Caminhando pelo corredor, o cientista passou diante de um calendário, constatando ser dia 27 de setembro de 1998. De tanto trabalhar na vacina, muitas vezes passando noites em claro, o pobre homem acabara perdendo a noção do tempo. Mas o importante era que poderia curtir um dia em casa sem ter que se preocupar com a pesquisa... Ou talvez não...
II
Respirando o ar fresco da manhã, Douglas percorreu o estacionamento da sede da Umbrella em Raccoon City satisfeito com sua vida. Parou diante de um Honda preto pensando em como conseguira superar todas as adversidades que o haviam acometido nos anos anteriores...
Primeiro fora o fim do casamento com sua esposa, Margareth. Ela o estava traindo com seu melhor amigo já há algum tempo, e o infeliz marido demorou a descobrir. Um período de muito stress, tristeza e frustrações, atravessado pelo cientista com grande garra e vontade de ser feliz. Depois veio sua demissão da empresa onde trabalhava, frustrando-o ainda mais. E agora, quem diria... Ali estava ele, um geneticista de sucesso, trabalhando para uma das maiores e mais conceituadas multinacionais farmacêuticas do globo, e namorando uma mulher lindíssima. Douglas se mudara para Raccoon com a esperança de começar uma vida nova, e estava atingindo tal meta com admirável e de certa forma inesperado sucesso.

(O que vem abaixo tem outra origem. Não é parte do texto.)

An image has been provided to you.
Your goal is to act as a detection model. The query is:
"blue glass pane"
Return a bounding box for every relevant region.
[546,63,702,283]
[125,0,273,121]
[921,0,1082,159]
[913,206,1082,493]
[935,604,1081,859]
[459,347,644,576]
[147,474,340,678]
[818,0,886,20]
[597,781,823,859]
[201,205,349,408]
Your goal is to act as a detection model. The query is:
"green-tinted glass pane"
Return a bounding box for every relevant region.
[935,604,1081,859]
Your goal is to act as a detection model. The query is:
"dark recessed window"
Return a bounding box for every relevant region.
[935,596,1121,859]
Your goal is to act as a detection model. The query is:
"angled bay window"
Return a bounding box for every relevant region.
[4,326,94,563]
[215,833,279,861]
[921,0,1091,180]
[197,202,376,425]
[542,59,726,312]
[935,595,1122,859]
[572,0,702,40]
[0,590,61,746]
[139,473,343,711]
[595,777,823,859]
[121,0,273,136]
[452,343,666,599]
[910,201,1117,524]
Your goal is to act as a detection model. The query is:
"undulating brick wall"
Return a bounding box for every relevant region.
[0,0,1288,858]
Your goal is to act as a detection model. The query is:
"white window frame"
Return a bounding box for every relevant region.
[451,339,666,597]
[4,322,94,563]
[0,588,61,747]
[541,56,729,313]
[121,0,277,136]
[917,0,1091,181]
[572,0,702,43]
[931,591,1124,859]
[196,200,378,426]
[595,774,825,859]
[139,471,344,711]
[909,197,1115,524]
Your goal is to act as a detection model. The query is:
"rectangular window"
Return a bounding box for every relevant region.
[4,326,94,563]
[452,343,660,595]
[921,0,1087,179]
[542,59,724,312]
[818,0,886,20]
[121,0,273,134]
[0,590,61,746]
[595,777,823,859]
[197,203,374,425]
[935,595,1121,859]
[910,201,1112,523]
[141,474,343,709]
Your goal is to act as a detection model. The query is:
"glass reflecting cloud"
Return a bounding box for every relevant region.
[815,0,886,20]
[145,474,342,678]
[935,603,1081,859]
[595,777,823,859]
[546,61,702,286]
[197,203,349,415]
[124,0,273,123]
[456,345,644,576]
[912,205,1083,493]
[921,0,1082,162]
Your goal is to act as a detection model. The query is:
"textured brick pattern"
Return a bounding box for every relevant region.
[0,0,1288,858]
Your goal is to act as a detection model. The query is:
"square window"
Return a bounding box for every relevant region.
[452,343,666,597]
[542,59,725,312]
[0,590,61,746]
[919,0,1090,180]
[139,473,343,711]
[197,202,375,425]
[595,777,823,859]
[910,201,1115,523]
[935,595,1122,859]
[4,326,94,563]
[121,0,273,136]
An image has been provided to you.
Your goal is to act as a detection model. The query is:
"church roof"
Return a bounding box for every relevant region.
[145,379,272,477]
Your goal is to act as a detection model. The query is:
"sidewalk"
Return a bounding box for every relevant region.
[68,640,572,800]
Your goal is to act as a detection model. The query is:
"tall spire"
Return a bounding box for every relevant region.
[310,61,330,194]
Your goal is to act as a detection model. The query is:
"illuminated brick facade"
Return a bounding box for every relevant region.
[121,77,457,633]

Entrando em seu carro, Douglas lembrou-se do T-Virus, o vírus terapêutico criado pela Umbrella que em pouco tempo revolucionaria o mundo moderno. Pessoas aleijadas voltariam a andar, indivíduos com distúrbios no sistema nervoso poderiam voltar a viver normalmente. Um verdadeiro milagre da genética. Sua função atualmente era desenvolver uma vacina para o vírus, mesmo não compreendendo ao certo a razão. De qualquer forma, continuaria trabalhando em prol da humanidade...
Douglas era, acima de tudo, um sujeito ingênuo.
Dando partida no veículo, o especialista em biogenética manobrou na direção da rua, olhando para o relógio digital no painel. Eram dez horas. Ainda teria muito tempo para aproveitar seu dia de descanso...
III
O tráfego estava relativamente tranqüilo nas ruas centrais da cidade. A calmaria apenas fora quebrada por duas ou três viaturas da polícia passando em alta velocidade, sirenes ligadas. Exceto isso, Raccoon parecia uma cidade-fantasma.
Até que, dirigindo pela rua Ash, Douglas avistou uma aglomeração de pessoas um pouco à frente, fechando a via. Elas pareciam agitadas e assustadas, sem dúvida havia algo errado acontecendo. Uma senhora idosa chegava a chorar desesperada, horrorizada com o que via.
Intrigado, o cientista freou o carro e deixou-o, indo averiguar o que ocorria. Seu coração batia mais forte conforme se aproximava dos moradores, os aterradores gritos de espanto e horror atingindo seus ouvidos com macabra intensidade.
Abrindo caminho entre os curiosos, Douglas, sem muita dificuldade, pôde observar o que causava tanto transtorno naqueles ao seu redor. Ao lado de um veículo batido num poste, sobre o asfalto da rua, um homem vestindo uniforme da polícia estava de joelhos junto ao corpo ensangüentado de um homem de meia-idade usando jaleco de laboratório. Por mais grotesco e horripilante que possa parecer, o suposto homem da lei estava devorando as vísceras do cadáver, deliciando-se com sua carne fresca assim como um cão faminto se banqueteia com uma tigela de ração.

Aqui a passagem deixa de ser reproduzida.